Denver Archbishop Samuel J. Aquila apologized Wednesday for sexual abuse of children in the Colorado Catholic Church, and then he went on the defensive, saying “perpetrators infect every organization,” not just the church.
“We must learn from the suffering of the victims and never assume that we could not face another perpetrator in our midst,” said Denver Archbishop Samuel J. Aquila in a video statement after the release of a partial investigation of sexual abuse in portions of Colorado’s Catholic Church. “Just in the last few years, it has become even more apparent that perpetrators infect every organization: the Boy Scouts, public schools, the Olympics, news organizations, colleges.
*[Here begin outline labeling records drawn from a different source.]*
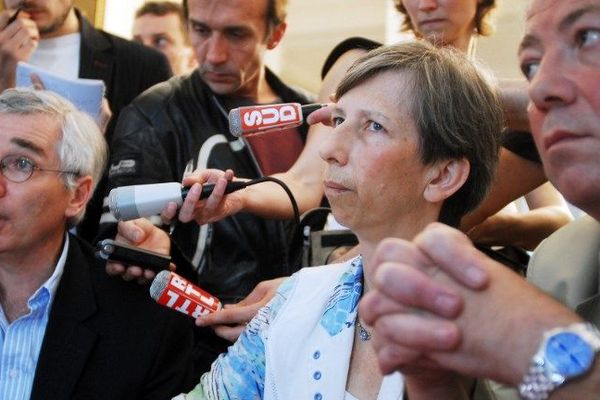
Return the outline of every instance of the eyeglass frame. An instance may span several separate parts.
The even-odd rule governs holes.
[[[13,159],[14,161],[19,160],[19,159],[24,159],[27,160],[27,162],[29,164],[31,164],[31,171],[29,172],[29,175],[23,179],[22,181],[16,181],[14,179],[11,179],[10,177],[6,176],[5,171],[7,171],[9,169],[9,165],[11,165],[10,163],[6,163],[5,160],[6,159]],[[29,179],[31,179],[31,177],[33,176],[33,173],[35,171],[41,171],[41,172],[56,172],[59,174],[71,174],[71,175],[80,175],[79,172],[76,171],[63,171],[63,170],[58,170],[58,169],[50,169],[50,168],[41,168],[40,166],[38,166],[33,160],[31,160],[28,157],[25,156],[19,156],[16,154],[9,154],[7,156],[4,156],[2,159],[0,159],[0,174],[2,174],[3,177],[5,177],[6,179],[8,179],[10,182],[13,183],[23,183],[23,182],[27,182]]]

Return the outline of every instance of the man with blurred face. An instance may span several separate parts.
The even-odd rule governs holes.
[[[229,132],[233,108],[308,101],[265,66],[266,52],[277,47],[286,29],[286,1],[189,0],[183,7],[198,66],[145,92],[124,110],[112,143],[109,189],[181,182],[198,168],[233,169],[239,177],[256,178],[287,171],[302,150],[306,127],[252,141]],[[188,197],[197,199],[199,189],[192,187]],[[106,211],[101,230],[111,237],[116,221]],[[152,221],[163,223],[159,217]],[[261,280],[291,272],[281,221],[248,214],[202,226],[177,221],[172,238],[182,252],[178,271],[225,303],[245,297]],[[126,277],[140,276],[131,270]],[[204,336],[198,340],[206,350],[200,362],[208,369],[227,343],[208,329]]]
[[[535,0],[519,47],[546,174],[589,214],[546,239],[530,262],[528,280],[554,298],[448,227],[427,228],[413,243],[387,241],[377,252],[378,289],[361,305],[384,372],[446,369],[511,385],[525,399],[598,398],[599,32],[600,0]]]
[[[175,75],[194,69],[183,8],[170,1],[144,3],[135,13],[133,40],[162,52]]]
[[[26,61],[70,78],[103,80],[113,118],[110,142],[121,109],[150,86],[167,80],[171,70],[162,54],[94,28],[72,0],[4,0],[0,14],[0,90],[15,85],[17,62]],[[9,18],[20,9],[18,18]],[[105,181],[77,232],[91,241],[97,233]]]

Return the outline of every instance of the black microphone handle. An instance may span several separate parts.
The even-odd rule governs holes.
[[[244,182],[244,181],[227,182],[227,186],[225,187],[225,194],[235,192],[236,190],[244,189],[246,186],[248,186],[249,183],[250,183],[250,181],[248,181],[248,182]],[[214,188],[215,188],[214,183],[206,183],[206,184],[202,185],[202,193],[200,194],[200,199],[206,199],[208,196],[210,196],[212,191],[214,190]],[[189,187],[184,187],[181,189],[181,198],[183,200],[185,200],[189,191],[190,191]]]

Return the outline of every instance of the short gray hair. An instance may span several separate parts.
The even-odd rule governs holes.
[[[56,119],[61,130],[56,143],[60,169],[75,171],[78,176],[90,175],[92,189],[96,188],[106,167],[108,146],[98,125],[89,115],[56,93],[26,88],[7,89],[1,93],[0,114],[43,114]],[[60,176],[67,188],[75,188],[76,176]],[[75,226],[84,214],[85,210],[68,221],[69,226]]]
[[[425,165],[465,158],[471,166],[463,186],[448,197],[439,221],[458,226],[485,197],[498,162],[504,124],[497,91],[467,57],[425,40],[382,46],[357,60],[337,87],[336,99],[386,71],[411,73],[412,117]]]

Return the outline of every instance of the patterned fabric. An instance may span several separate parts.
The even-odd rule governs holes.
[[[262,399],[265,382],[265,347],[269,341],[269,325],[284,307],[296,286],[298,274],[287,279],[275,297],[263,307],[227,353],[221,354],[210,372],[188,394],[175,399]],[[353,328],[363,288],[362,259],[352,261],[327,302],[320,325],[331,336],[345,328]]]
[[[29,313],[10,324],[0,306],[0,399],[27,400],[42,341],[48,325],[52,300],[63,274],[69,237],[52,276],[29,298]]]

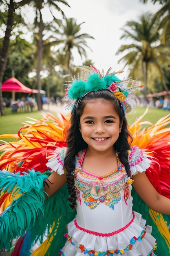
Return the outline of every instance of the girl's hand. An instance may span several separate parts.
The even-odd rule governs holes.
[[[59,175],[57,172],[53,172],[48,179],[44,181],[44,191],[45,192],[45,200],[53,195],[66,182],[66,178],[65,174]]]
[[[144,172],[133,175],[132,179],[135,191],[151,209],[161,213],[170,214],[170,199],[157,192]]]

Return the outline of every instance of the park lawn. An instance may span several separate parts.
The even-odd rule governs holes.
[[[137,118],[143,115],[146,110],[144,107],[137,106],[135,110],[127,115],[127,119],[129,126],[130,126]],[[45,111],[43,110],[45,112]],[[55,117],[56,113],[48,111]],[[149,121],[153,124],[155,124],[160,118],[169,114],[170,112],[161,109],[148,108],[148,111],[142,119],[142,121]],[[22,123],[28,120],[28,117],[37,120],[41,119],[42,115],[41,111],[34,111],[29,112],[12,113],[11,108],[5,108],[5,116],[0,116],[0,134],[17,133],[18,130],[23,125]],[[4,139],[8,142],[13,141],[12,139]]]

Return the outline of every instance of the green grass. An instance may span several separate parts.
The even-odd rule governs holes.
[[[44,112],[45,111],[43,110]],[[8,133],[17,133],[18,130],[24,125],[24,123],[29,119],[27,118],[31,117],[37,120],[42,118],[41,111],[35,111],[33,112],[22,112],[19,111],[16,113],[13,113],[11,108],[5,108],[5,115],[0,116],[0,134]],[[48,111],[48,112],[50,111]],[[54,112],[51,112],[55,116],[56,114]],[[4,139],[6,141],[11,141],[11,139]]]
[[[137,107],[135,110],[133,110],[127,115],[127,119],[130,126],[133,124],[136,118],[143,115],[146,110],[144,107]],[[160,118],[170,114],[169,111],[162,109],[149,108],[148,111],[142,119],[142,121],[149,121],[152,124],[155,124]]]
[[[143,115],[146,108],[146,107],[137,107],[135,110],[133,110],[128,114],[127,119],[129,126],[133,123],[136,118]],[[22,123],[28,120],[28,117],[36,119],[40,119],[42,116],[40,111],[34,111],[29,112],[12,113],[11,108],[5,108],[5,116],[0,116],[0,134],[6,133],[17,133],[18,130],[23,125]],[[43,110],[44,111],[44,110]],[[44,111],[45,112],[45,111]],[[56,113],[48,111],[56,116]],[[149,121],[152,124],[155,124],[160,118],[169,113],[162,109],[149,108],[148,111],[142,121]],[[5,139],[7,141],[9,140]]]

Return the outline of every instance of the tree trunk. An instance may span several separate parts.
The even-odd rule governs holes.
[[[142,69],[143,73],[144,74],[144,92],[145,95],[145,98],[147,99],[147,63],[146,61],[143,61],[142,62]]]
[[[5,114],[3,105],[1,85],[7,64],[10,40],[9,38],[12,30],[12,26],[13,25],[13,13],[15,9],[15,3],[13,0],[10,0],[9,7],[7,29],[3,42],[2,47],[0,52],[0,111],[2,115],[4,115]]]
[[[37,89],[38,91],[37,95],[37,106],[38,110],[41,110],[42,109],[42,103],[40,93],[40,90],[41,90],[42,88],[40,72],[41,70],[43,44],[42,32],[44,29],[44,24],[41,17],[41,13],[40,13],[40,22],[39,31],[39,38],[38,42],[38,63],[37,68]]]

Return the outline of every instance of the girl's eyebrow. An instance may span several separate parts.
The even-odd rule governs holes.
[[[83,121],[84,120],[86,120],[86,119],[94,119],[95,118],[93,117],[91,117],[90,116],[87,116],[87,117],[85,117],[83,119]]]
[[[108,118],[113,118],[113,119],[116,119],[116,117],[114,116],[110,115],[110,116],[106,116],[104,117],[105,119],[107,119]],[[86,119],[95,119],[95,117],[91,117],[90,116],[87,116],[87,117],[85,117],[83,119],[83,121],[84,120],[86,120]]]
[[[116,119],[116,117],[114,116],[106,116],[106,117],[104,117],[104,118],[106,119],[108,118],[113,118],[113,119]]]

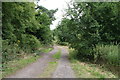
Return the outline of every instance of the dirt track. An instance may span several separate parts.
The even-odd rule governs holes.
[[[59,60],[57,69],[53,72],[53,76],[51,77],[74,78],[74,72],[72,71],[68,60],[68,50],[66,47],[61,46],[54,46],[54,49],[51,52],[44,54],[43,57],[38,59],[35,63],[26,66],[7,78],[38,78],[52,60],[52,54],[55,54],[59,49],[61,50],[61,59]]]

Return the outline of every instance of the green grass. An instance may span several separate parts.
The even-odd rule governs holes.
[[[78,78],[117,78],[117,76],[109,71],[105,71],[100,66],[91,66],[89,63],[77,60],[72,62],[71,65]]]
[[[45,48],[45,49],[41,49],[40,51],[42,52],[42,53],[48,53],[48,52],[50,52],[50,51],[52,51],[53,50],[53,48]]]
[[[112,72],[107,71],[102,66],[90,62],[78,61],[72,58],[74,50],[70,50],[70,61],[72,69],[78,78],[117,78]],[[75,57],[75,56],[74,56]]]
[[[48,66],[46,67],[46,69],[44,70],[44,72],[39,76],[39,78],[51,78],[53,72],[55,71],[56,67],[58,65],[57,61],[52,61],[49,62]]]
[[[54,59],[60,59],[61,57],[61,51],[59,50],[57,53],[53,54],[52,56]]]
[[[17,70],[25,67],[26,65],[35,62],[40,56],[27,56],[26,58],[21,58],[20,60],[10,61],[7,64],[3,64],[4,69],[2,72],[2,77],[6,77],[10,74],[15,73]]]

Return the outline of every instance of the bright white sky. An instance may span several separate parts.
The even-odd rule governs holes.
[[[67,3],[69,3],[70,1],[71,0],[40,0],[40,2],[38,3],[39,5],[49,10],[58,8],[58,11],[55,14],[56,20],[52,22],[52,25],[50,25],[51,30],[55,29],[58,22],[61,21],[62,16],[65,13],[64,10],[67,9]]]

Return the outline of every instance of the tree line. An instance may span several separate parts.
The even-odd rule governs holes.
[[[56,10],[34,2],[2,3],[2,62],[17,59],[22,53],[34,53],[52,44],[50,24]]]

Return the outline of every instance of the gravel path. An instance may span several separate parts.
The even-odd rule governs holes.
[[[37,78],[38,75],[42,74],[44,69],[47,67],[48,62],[52,59],[51,55],[58,51],[58,47],[54,46],[54,50],[44,54],[43,57],[38,59],[35,63],[32,63],[25,68],[17,71],[15,74],[8,76],[7,78]]]
[[[67,47],[61,48],[61,59],[59,60],[58,67],[53,74],[53,78],[75,78],[74,72],[70,67],[68,60],[68,49]]]

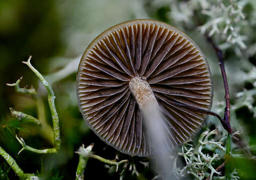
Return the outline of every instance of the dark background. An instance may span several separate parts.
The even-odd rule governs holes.
[[[224,108],[224,90],[213,50],[195,26],[175,22],[170,18],[168,13],[171,10],[168,4],[159,2],[156,4],[152,0],[0,0],[0,146],[15,158],[25,172],[36,173],[38,170],[45,179],[55,179],[52,177],[58,173],[59,176],[64,176],[64,180],[74,179],[78,156],[74,152],[82,144],[87,146],[94,143],[93,151],[106,158],[113,159],[115,156],[116,150],[107,146],[88,129],[79,112],[75,92],[76,70],[82,54],[91,40],[104,30],[125,20],[139,18],[160,20],[177,26],[193,39],[205,53],[213,74],[214,98],[212,110],[221,114]],[[246,8],[245,13],[249,16],[254,10],[253,6]],[[203,16],[200,17],[203,22],[207,20]],[[219,42],[217,38],[216,40]],[[254,39],[250,40],[250,44],[247,45],[249,47],[256,42]],[[234,49],[227,49],[224,53],[231,102],[236,107],[232,112],[231,123],[237,129],[242,130],[243,139],[251,148],[252,152],[253,150],[255,152],[253,148],[256,144],[254,130],[256,120],[253,116],[254,94],[256,94],[253,84],[256,79],[256,72],[253,69],[256,62],[255,54],[238,57]],[[38,154],[24,151],[17,155],[21,146],[15,138],[16,134],[35,148],[47,148],[53,144],[52,131],[49,128],[52,122],[47,94],[35,75],[22,63],[30,55],[33,56],[32,64],[42,74],[47,76],[49,82],[53,80],[54,72],[69,63],[73,64],[69,68],[73,72],[68,72],[68,76],[64,78],[63,75],[59,76],[61,80],[52,86],[57,97],[56,108],[60,120],[62,148],[57,154]],[[6,86],[6,83],[14,83],[22,76],[21,86],[28,84],[30,87],[32,84],[38,90],[42,98],[35,100],[19,94],[14,88]],[[243,90],[250,92],[247,96],[243,96],[244,98],[239,98],[237,93]],[[11,126],[12,133],[8,132],[4,125],[13,119],[9,110],[12,106],[16,110],[42,120],[48,126],[23,124],[22,127],[26,131]],[[217,120],[211,118],[207,122],[214,122],[211,128],[217,127],[223,130],[221,126],[216,125],[219,124]],[[147,160],[121,154],[119,156],[120,160],[129,158],[134,162],[140,172],[137,178],[128,172],[126,179],[146,180],[154,176],[150,169],[144,168],[139,162]],[[239,159],[233,164],[238,170],[241,179],[255,179],[254,160]],[[2,158],[0,166],[4,172],[8,171],[9,166]],[[85,174],[86,177],[96,180],[119,178],[119,174],[115,173],[114,170],[93,159],[89,160]],[[10,180],[18,179],[12,170],[9,177]]]

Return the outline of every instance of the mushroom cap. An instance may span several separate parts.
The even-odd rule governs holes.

These abuses can manifest in every part of our lives if we are not alert and responsive.”
Does Aquila think the church is being scapegoated?
The archdiocese’s office didn’t return an email seeking an answer to that question, but abuse survivors and advocates say the answer is a resounding no.
“On the one hand, we do know that child sexual abuse happens in every community and every organization. So that’s true,” said Jenny Stith, Director of the WINGS Foundation, which helps adult survivors of childhood sexual abuse.
“But I think he may have been using that tactic to minimize the fact that the Catholic Church has such a history with this.”
“In general, the response to the abuse within those institutions has been similar and self-protective,” added Stith. “And if there are any similarities, those are the ones that should should be highlighted.”
Aquila’s mention of news organizations could have been a reference to harassment and abuse that was publicized with the emergence of the #MeTo movement and mostly involved adults.
The investigation into abuse in the Catholic Church in Colorado, which turned up 166 incidents since 1950 involving 43 priests, focused narrowly on child sex abuse–and did not address any problems or incidents involving adults.
Denver KHOW radio host Dan Caplis, who doesn’t conceal his social conservativism, views sex assault in the public schools as “similar to what’s occurred in the church.”
Efforts to find out if Caplis thinks Catholics have been scapegoated were unsuccessful.
Regardless, Aquila has promised to stop abuse in the church.
“I want to remind you that a year ago, as your archbishop, I made a series of public promises to ensure the sins of the past are not repeated,” said Aquila in the video released Wednesday. “Today I stand by those promises and reassert my promises. …In these times we are called to be holy and to keep our eyes and hearts fixed on Jesus Christ for he alone is the one who can bring healing and redemption to each one of us personally and to the church.”